De toch niet zo perfecte lunch
Flo is blij, de zon schijnt, de lunch is perfect, Het leven lacht. Maar dan gaat het toch nog mis.
‘Ik trakteer!’ Mijn moeder zegt het nog maar een keer duidelijk voordat we in de auto stappen. Zij wordt zevenenzeventig dus zij betaalt. Wij knikken van vooruit dan maar. We zijn speciaal voor haar verjaardag naar Italië gekomen en zullen er alles aan doen om het haar naar de zin te maken. De zon schijnt, ons lievelingsrestaurant (alleen maar Italianen of leuke Nederlanders die de streek echt kennen) wacht en onze enige hersenactiviteit van vandaag is kiezen of we voor de uitgebreide selectie voorgerechten gaan en daarna die verse vis uit de oven nemen of toch die zeldzame tagliata di manzo met verse rucola en parmezaan?
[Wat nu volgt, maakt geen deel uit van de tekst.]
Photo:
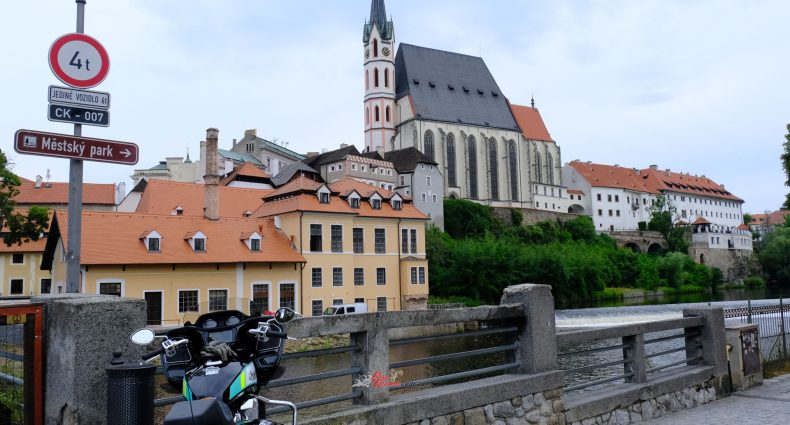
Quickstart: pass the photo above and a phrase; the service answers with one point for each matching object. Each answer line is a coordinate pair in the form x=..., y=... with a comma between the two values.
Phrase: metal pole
x=74, y=234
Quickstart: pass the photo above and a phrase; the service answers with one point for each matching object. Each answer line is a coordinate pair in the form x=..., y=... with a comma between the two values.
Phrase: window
x=46, y=286
x=315, y=238
x=493, y=168
x=260, y=299
x=110, y=288
x=381, y=304
x=428, y=148
x=358, y=240
x=336, y=231
x=317, y=278
x=472, y=168
x=451, y=160
x=288, y=295
x=16, y=286
x=318, y=308
x=380, y=240
x=217, y=299
x=187, y=301
x=511, y=148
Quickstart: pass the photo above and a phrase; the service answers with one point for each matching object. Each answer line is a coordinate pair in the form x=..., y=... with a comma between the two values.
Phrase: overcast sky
x=694, y=86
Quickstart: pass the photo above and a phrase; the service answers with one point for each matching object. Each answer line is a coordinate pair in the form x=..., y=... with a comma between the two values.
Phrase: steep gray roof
x=287, y=172
x=406, y=160
x=451, y=87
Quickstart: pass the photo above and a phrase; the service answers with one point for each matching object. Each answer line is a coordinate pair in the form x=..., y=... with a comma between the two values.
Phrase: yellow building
x=176, y=263
x=361, y=244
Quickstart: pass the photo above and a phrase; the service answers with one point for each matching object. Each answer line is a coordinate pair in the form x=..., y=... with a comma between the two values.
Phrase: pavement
x=768, y=404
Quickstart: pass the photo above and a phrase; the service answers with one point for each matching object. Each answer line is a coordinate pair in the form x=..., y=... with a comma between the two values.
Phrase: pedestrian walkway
x=768, y=404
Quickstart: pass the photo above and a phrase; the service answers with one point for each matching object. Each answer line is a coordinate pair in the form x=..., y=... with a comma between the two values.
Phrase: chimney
x=211, y=210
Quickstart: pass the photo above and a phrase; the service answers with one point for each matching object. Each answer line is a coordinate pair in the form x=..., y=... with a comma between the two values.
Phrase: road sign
x=78, y=115
x=79, y=60
x=65, y=146
x=91, y=99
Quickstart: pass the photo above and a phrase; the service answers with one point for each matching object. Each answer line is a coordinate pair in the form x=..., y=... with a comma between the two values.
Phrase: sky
x=699, y=87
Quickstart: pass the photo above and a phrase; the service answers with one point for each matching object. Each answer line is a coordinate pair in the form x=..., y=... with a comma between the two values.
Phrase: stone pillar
x=711, y=337
x=81, y=332
x=538, y=351
x=372, y=359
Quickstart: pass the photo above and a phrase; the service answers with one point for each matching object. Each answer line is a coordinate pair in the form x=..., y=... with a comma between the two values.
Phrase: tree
x=786, y=164
x=662, y=220
x=17, y=226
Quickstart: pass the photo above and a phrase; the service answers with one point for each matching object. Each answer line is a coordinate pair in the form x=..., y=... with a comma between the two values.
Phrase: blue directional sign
x=78, y=115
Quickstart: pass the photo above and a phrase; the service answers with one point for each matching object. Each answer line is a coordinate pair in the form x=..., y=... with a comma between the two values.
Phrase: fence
x=772, y=324
x=21, y=364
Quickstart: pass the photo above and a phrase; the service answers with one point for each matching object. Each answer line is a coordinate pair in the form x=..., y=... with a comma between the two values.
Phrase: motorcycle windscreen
x=212, y=381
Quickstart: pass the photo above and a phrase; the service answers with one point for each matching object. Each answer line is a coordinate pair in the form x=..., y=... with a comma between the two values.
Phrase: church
x=449, y=107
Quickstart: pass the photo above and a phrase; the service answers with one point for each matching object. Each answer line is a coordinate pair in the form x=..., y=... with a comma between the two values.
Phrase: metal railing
x=628, y=353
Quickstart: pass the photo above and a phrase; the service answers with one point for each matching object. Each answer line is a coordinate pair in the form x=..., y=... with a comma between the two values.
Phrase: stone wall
x=539, y=408
x=644, y=410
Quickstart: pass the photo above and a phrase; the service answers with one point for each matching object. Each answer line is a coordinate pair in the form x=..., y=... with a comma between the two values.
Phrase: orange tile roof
x=246, y=169
x=114, y=238
x=599, y=175
x=58, y=193
x=161, y=197
x=664, y=180
x=531, y=123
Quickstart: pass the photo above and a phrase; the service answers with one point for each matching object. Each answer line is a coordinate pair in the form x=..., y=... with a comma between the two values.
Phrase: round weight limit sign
x=79, y=60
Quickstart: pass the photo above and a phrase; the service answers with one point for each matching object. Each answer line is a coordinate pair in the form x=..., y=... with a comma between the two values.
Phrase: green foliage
x=16, y=226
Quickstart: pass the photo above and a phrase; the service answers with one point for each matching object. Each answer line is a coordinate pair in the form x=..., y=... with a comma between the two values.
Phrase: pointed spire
x=378, y=14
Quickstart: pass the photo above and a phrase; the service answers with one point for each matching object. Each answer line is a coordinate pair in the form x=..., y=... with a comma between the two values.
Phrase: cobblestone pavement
x=768, y=404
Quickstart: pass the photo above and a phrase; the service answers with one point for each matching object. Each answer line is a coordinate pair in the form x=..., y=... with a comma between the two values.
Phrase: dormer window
x=197, y=240
x=152, y=241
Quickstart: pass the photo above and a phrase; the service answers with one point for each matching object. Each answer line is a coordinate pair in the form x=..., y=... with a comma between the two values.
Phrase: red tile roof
x=58, y=193
x=531, y=123
x=114, y=238
x=161, y=197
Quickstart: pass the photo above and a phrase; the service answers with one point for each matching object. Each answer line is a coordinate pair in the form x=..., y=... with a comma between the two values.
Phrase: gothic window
x=429, y=144
x=493, y=168
x=472, y=167
x=513, y=170
x=451, y=161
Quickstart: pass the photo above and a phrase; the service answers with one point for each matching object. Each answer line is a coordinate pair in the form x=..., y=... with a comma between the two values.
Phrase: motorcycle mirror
x=143, y=336
x=284, y=315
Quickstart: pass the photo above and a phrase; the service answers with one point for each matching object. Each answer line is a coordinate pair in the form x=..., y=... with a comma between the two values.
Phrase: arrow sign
x=65, y=146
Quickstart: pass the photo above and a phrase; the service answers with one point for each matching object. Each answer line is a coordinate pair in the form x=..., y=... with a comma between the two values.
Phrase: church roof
x=451, y=87
x=531, y=123
x=406, y=160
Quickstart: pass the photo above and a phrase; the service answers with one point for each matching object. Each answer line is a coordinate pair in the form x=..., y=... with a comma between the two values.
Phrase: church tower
x=378, y=39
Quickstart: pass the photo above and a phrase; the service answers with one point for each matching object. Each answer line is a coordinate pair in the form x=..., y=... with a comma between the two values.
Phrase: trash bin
x=130, y=393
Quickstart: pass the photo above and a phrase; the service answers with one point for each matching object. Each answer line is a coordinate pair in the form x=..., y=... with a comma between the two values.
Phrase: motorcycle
x=222, y=361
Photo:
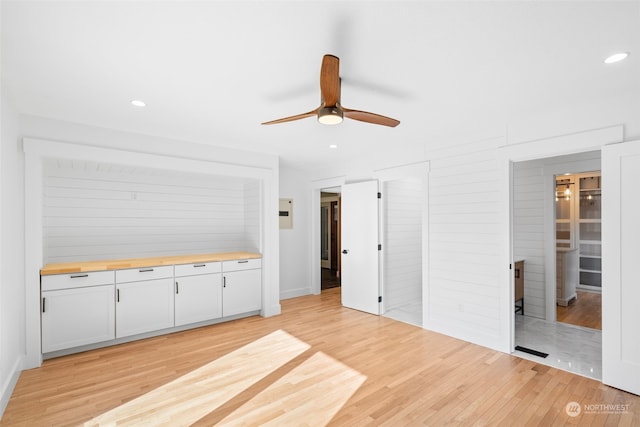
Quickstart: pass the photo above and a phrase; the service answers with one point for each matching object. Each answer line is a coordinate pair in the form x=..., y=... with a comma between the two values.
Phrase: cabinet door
x=241, y=292
x=198, y=298
x=144, y=306
x=75, y=317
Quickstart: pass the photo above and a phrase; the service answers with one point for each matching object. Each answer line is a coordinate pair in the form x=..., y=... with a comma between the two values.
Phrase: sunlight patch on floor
x=311, y=394
x=194, y=395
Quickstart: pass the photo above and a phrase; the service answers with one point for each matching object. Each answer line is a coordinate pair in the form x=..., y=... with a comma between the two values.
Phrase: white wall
x=294, y=243
x=87, y=143
x=94, y=210
x=469, y=280
x=12, y=307
x=529, y=221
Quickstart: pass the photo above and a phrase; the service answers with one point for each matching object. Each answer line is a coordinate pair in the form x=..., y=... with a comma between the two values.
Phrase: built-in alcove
x=97, y=210
x=179, y=166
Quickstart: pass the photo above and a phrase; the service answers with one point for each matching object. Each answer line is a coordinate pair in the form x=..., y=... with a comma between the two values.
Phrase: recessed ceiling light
x=616, y=57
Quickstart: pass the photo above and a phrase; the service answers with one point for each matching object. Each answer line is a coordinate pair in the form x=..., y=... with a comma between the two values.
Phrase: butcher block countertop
x=119, y=264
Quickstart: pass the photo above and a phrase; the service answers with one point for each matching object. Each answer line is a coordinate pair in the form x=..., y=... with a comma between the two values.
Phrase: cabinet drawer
x=74, y=280
x=182, y=270
x=241, y=264
x=143, y=273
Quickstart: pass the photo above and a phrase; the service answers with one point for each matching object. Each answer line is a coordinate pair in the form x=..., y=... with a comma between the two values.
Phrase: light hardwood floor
x=585, y=311
x=316, y=364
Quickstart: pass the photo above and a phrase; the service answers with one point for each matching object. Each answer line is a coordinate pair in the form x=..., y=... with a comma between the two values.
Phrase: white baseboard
x=293, y=293
x=9, y=385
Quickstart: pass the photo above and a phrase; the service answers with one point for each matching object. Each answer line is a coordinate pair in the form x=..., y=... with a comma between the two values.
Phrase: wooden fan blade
x=330, y=80
x=365, y=116
x=292, y=118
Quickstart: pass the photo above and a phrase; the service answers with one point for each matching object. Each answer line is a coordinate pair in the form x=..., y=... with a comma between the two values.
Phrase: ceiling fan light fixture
x=617, y=57
x=330, y=116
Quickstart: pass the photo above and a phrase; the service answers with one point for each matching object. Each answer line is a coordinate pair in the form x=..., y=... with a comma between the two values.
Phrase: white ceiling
x=211, y=72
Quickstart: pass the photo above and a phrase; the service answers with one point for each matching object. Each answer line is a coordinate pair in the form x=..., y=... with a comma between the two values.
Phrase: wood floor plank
x=411, y=377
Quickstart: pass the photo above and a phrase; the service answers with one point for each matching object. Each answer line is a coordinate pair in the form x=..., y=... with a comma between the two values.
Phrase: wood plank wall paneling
x=402, y=204
x=528, y=232
x=97, y=211
x=464, y=228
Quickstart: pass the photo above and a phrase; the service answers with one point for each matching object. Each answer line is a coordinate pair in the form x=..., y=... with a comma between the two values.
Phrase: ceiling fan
x=330, y=111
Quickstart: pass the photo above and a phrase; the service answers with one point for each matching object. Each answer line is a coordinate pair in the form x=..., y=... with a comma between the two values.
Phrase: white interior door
x=359, y=283
x=620, y=290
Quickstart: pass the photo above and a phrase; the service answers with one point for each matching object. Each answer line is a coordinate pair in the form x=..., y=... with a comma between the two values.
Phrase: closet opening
x=556, y=219
x=330, y=238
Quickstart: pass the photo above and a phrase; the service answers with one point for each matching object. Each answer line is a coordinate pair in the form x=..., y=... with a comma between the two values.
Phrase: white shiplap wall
x=105, y=211
x=528, y=232
x=402, y=228
x=465, y=219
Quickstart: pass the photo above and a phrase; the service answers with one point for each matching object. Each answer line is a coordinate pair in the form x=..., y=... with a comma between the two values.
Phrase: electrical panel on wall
x=286, y=213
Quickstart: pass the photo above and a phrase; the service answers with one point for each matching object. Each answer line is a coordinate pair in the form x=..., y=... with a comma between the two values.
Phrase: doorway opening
x=556, y=234
x=330, y=238
x=579, y=249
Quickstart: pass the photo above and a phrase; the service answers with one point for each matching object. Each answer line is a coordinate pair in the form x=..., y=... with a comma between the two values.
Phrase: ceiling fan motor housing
x=330, y=115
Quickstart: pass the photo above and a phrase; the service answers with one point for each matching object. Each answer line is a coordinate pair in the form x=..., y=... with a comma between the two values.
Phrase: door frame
x=419, y=171
x=574, y=143
x=316, y=189
x=550, y=172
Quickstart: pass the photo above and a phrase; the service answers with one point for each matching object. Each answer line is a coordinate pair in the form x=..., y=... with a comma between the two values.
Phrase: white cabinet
x=103, y=307
x=198, y=292
x=242, y=286
x=77, y=309
x=144, y=300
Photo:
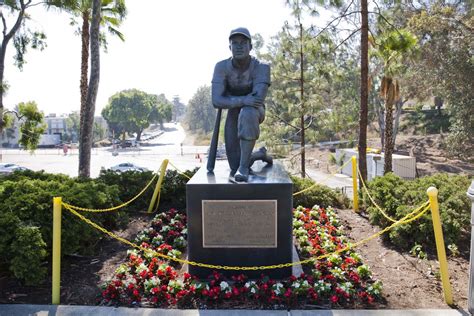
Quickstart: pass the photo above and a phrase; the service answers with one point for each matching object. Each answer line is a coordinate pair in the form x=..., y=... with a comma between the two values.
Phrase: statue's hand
x=253, y=100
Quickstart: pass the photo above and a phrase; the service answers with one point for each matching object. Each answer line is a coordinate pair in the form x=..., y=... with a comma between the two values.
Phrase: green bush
x=26, y=213
x=398, y=197
x=318, y=195
x=173, y=190
x=28, y=254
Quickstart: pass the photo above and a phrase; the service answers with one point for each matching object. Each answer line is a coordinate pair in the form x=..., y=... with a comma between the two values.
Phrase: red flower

Het leven lacht, kortom. We zitten bijna achterin de zaak, precies waar we het fijn vinden. Uitzicht op zee links, op het drukke pleintje met flanerende Italianen rechts. Achter ons prikt een gezinnetje het laatste hapje van hun tiramisu. Flo heeft een fascinatie voor kleine kindjes en de Italiaanse meisjes met hun donkere haartjes en parmantige pakjes vindt ze niet te weerstaan. Voorzichtig nadert ze de tafel. Ik zie haar handje uitstrekken naar de haren van het meisje. Ik druk op de startknop van mijn uitlegpraatje. Disabilita mentale, lei ame le piccole ragazze, se vi da fastidio, mi dite, enzovoorts. Kort gezegd en vrij vertaald: ze kan er niets aan doen, bedoelt het goed en zeg het me als u er last van heeft. De man wappert met zijn hand. Non ti preoccupare, het is goed. Echt. Het meisje heet Sophia, het jongetje Marco. Ik begin over een beroemde Nederlandse voetballer van vroeger die dezelfde naam droeg. ‘Van Basten’, zegt de vader van deze Marco meteen. Als ik hem vertel dat Marco van Basten vaak in Puglia komt om hier te golfen, glimt hij. Er wordt gezwaaid, een goed nieuwjaar gewenst en de familie vertrekt.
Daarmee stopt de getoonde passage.